Answer to Question #67885 in Microeconomics for Fhumudzani Tshitangano

Question #67885
Before trade, the domestic equilibrium price of sugar in Zimbabwe was R10 per Kg and that for South Africa R 15 per Kg. Assume South Africa only trade with Zimbabwe and the transport cost does not exist.
 Using diagrams, explain which country becomes an exporter or an importer when trade is allowed between the two countries. Identify the pre-trade consumer and producer surplus for each country.
 If free trade is permitted, illustrate the change in the surplus of consumers and producers for each country. Will each country’ total surplus increase or decrease?
 Truck drivers who cart goods across these two countries go on a short strike Analyze how this strike may affect the free trade consumer and producer surplus enjoyed by both countries
1
Expert's answer
2017-05-01T10:00:08-0400
Before trade, the domestic equilibrium price of sugar in Zimbabwe was R10 per Kg and that for South Africa R15 per Kg.
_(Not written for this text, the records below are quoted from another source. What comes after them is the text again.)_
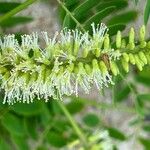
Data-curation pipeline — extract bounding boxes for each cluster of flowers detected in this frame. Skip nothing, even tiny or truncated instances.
[0,24,150,104]
[61,130,113,150]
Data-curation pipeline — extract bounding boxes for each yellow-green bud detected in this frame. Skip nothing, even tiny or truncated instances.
[122,53,129,62]
[104,34,110,49]
[145,53,150,64]
[85,64,92,74]
[147,41,150,49]
[110,61,119,76]
[67,63,74,72]
[139,25,145,42]
[121,59,129,72]
[134,55,143,71]
[116,31,121,48]
[95,48,100,57]
[99,61,107,74]
[138,51,147,64]
[129,53,135,65]
[3,72,10,80]
[0,67,7,74]
[129,28,135,44]
[82,48,89,58]
[140,41,147,48]
[121,39,126,48]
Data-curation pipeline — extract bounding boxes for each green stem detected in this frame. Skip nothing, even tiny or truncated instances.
[57,0,86,32]
[120,73,143,119]
[57,100,88,149]
[0,0,37,23]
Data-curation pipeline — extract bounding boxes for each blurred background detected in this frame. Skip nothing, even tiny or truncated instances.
[0,0,150,150]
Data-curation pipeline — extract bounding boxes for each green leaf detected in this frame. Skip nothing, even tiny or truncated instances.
[144,0,150,25]
[83,113,100,127]
[107,127,126,141]
[108,24,126,36]
[0,138,11,150]
[84,6,116,30]
[96,0,128,11]
[66,100,84,114]
[0,16,33,28]
[11,100,43,116]
[1,113,26,136]
[107,11,137,25]
[139,138,150,150]
[63,0,99,28]
[0,2,21,13]
[24,117,38,140]
[11,135,29,150]
[47,131,67,147]
[143,125,150,132]
[115,85,131,102]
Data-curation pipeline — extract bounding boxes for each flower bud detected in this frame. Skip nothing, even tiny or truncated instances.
[104,34,110,49]
[3,72,10,81]
[138,51,147,64]
[122,53,129,62]
[145,53,150,64]
[121,39,126,48]
[139,25,145,42]
[82,48,89,58]
[129,53,135,65]
[134,55,143,71]
[85,64,92,75]
[116,31,121,48]
[67,63,74,72]
[140,41,147,48]
[0,67,8,74]
[95,48,100,57]
[129,28,135,44]
[147,41,150,49]
[121,59,129,72]
[110,61,119,76]
[99,61,107,74]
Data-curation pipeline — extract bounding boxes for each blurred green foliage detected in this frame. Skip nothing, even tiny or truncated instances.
[0,0,150,150]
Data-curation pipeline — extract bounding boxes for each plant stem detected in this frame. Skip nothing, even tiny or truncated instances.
[57,100,88,149]
[0,0,37,23]
[120,73,143,119]
[57,0,86,32]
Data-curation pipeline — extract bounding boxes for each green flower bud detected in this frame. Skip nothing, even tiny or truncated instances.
[104,34,110,49]
[129,28,135,43]
[110,61,119,76]
[134,55,143,71]
[127,43,135,50]
[67,63,74,72]
[82,48,89,58]
[145,53,150,64]
[139,25,145,42]
[121,39,126,48]
[22,72,31,85]
[122,53,129,62]
[129,53,135,65]
[116,31,121,48]
[147,41,150,49]
[140,41,147,48]
[3,72,10,81]
[99,61,107,74]
[30,72,38,82]
[138,51,147,64]
[95,48,100,57]
[85,64,92,75]
[121,59,129,72]
[0,67,7,74]
[92,59,99,68]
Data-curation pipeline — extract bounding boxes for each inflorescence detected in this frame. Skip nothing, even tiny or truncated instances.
[0,24,150,104]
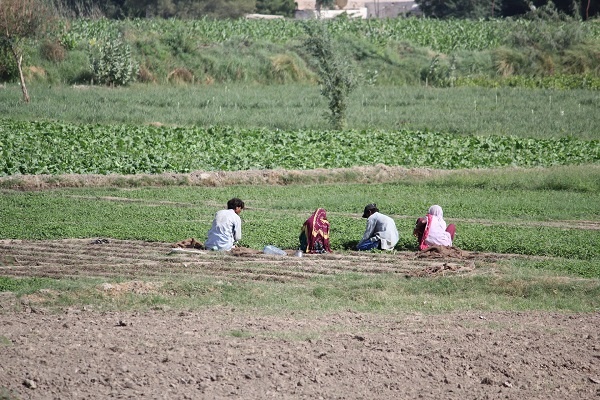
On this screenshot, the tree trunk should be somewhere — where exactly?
[13,49,29,103]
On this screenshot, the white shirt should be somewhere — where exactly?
[204,209,242,251]
[361,212,399,250]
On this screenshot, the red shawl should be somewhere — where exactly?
[301,208,331,253]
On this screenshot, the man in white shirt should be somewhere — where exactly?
[356,204,400,250]
[204,197,244,251]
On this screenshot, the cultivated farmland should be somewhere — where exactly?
[0,14,600,399]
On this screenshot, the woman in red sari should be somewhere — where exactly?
[300,208,331,254]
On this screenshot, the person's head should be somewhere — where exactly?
[363,203,379,218]
[227,197,245,214]
[427,205,444,218]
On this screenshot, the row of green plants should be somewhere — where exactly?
[59,18,600,53]
[0,177,600,277]
[8,18,600,89]
[0,119,600,176]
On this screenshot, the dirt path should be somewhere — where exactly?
[0,239,502,282]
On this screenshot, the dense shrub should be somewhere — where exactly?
[91,39,139,86]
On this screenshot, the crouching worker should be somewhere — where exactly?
[356,204,399,250]
[300,208,331,254]
[413,205,456,250]
[204,197,244,251]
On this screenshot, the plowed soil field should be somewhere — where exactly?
[0,239,600,399]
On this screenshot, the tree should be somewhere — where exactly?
[0,0,53,103]
[304,21,357,130]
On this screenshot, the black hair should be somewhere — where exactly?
[227,197,244,210]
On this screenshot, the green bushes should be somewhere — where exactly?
[91,39,139,86]
[5,18,600,87]
[0,120,600,175]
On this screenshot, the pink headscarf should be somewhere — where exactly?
[419,204,452,250]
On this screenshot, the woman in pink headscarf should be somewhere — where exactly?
[413,205,456,250]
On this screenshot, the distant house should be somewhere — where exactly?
[296,0,421,19]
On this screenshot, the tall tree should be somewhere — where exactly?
[0,0,54,103]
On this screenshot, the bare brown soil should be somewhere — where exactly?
[0,239,600,399]
[0,165,451,190]
[0,166,600,400]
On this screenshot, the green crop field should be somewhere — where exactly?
[0,14,600,311]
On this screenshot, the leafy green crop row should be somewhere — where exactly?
[0,119,600,176]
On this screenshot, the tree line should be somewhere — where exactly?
[54,0,600,19]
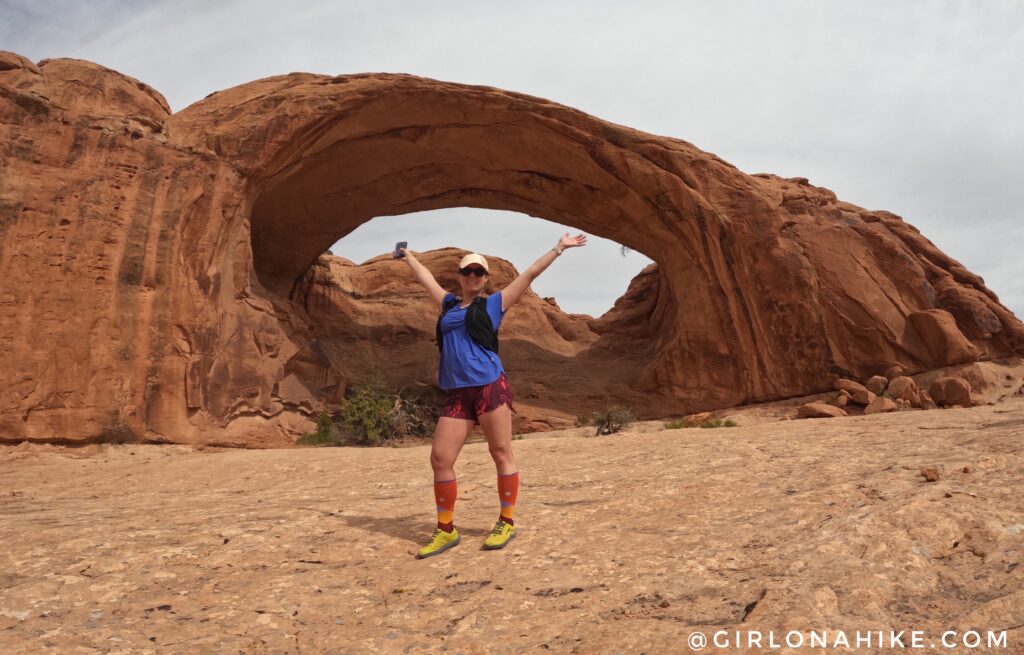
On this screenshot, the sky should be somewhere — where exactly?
[0,0,1024,317]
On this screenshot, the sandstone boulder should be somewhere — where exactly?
[888,376,920,406]
[929,378,973,407]
[864,396,897,413]
[908,309,978,367]
[836,378,874,405]
[886,364,904,380]
[864,376,889,396]
[0,53,1024,445]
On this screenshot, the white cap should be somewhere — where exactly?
[459,253,490,273]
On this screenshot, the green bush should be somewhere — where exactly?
[305,376,438,446]
[295,410,341,446]
[699,419,737,428]
[339,381,398,445]
[594,405,637,437]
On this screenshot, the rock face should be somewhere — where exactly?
[0,53,1024,446]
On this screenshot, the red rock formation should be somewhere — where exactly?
[0,53,1024,445]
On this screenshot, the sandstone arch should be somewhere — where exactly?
[0,53,1024,445]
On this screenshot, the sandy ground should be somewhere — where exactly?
[0,397,1024,653]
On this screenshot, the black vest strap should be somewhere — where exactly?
[434,296,498,353]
So, Zimbabwe becomes an exporter and South Africa becomes an importer when trade is allowed between the two countries.
The pre­trade consumer surplus is lower and producer surplus is higher in South Africa and consumer surplus is the same and producer surplus is lower in Zimbabwe.
So, total surplus in both countries will increase after the free trade.
The strike may decrease the free trade consumer and producer surplus enjoyed by both countries.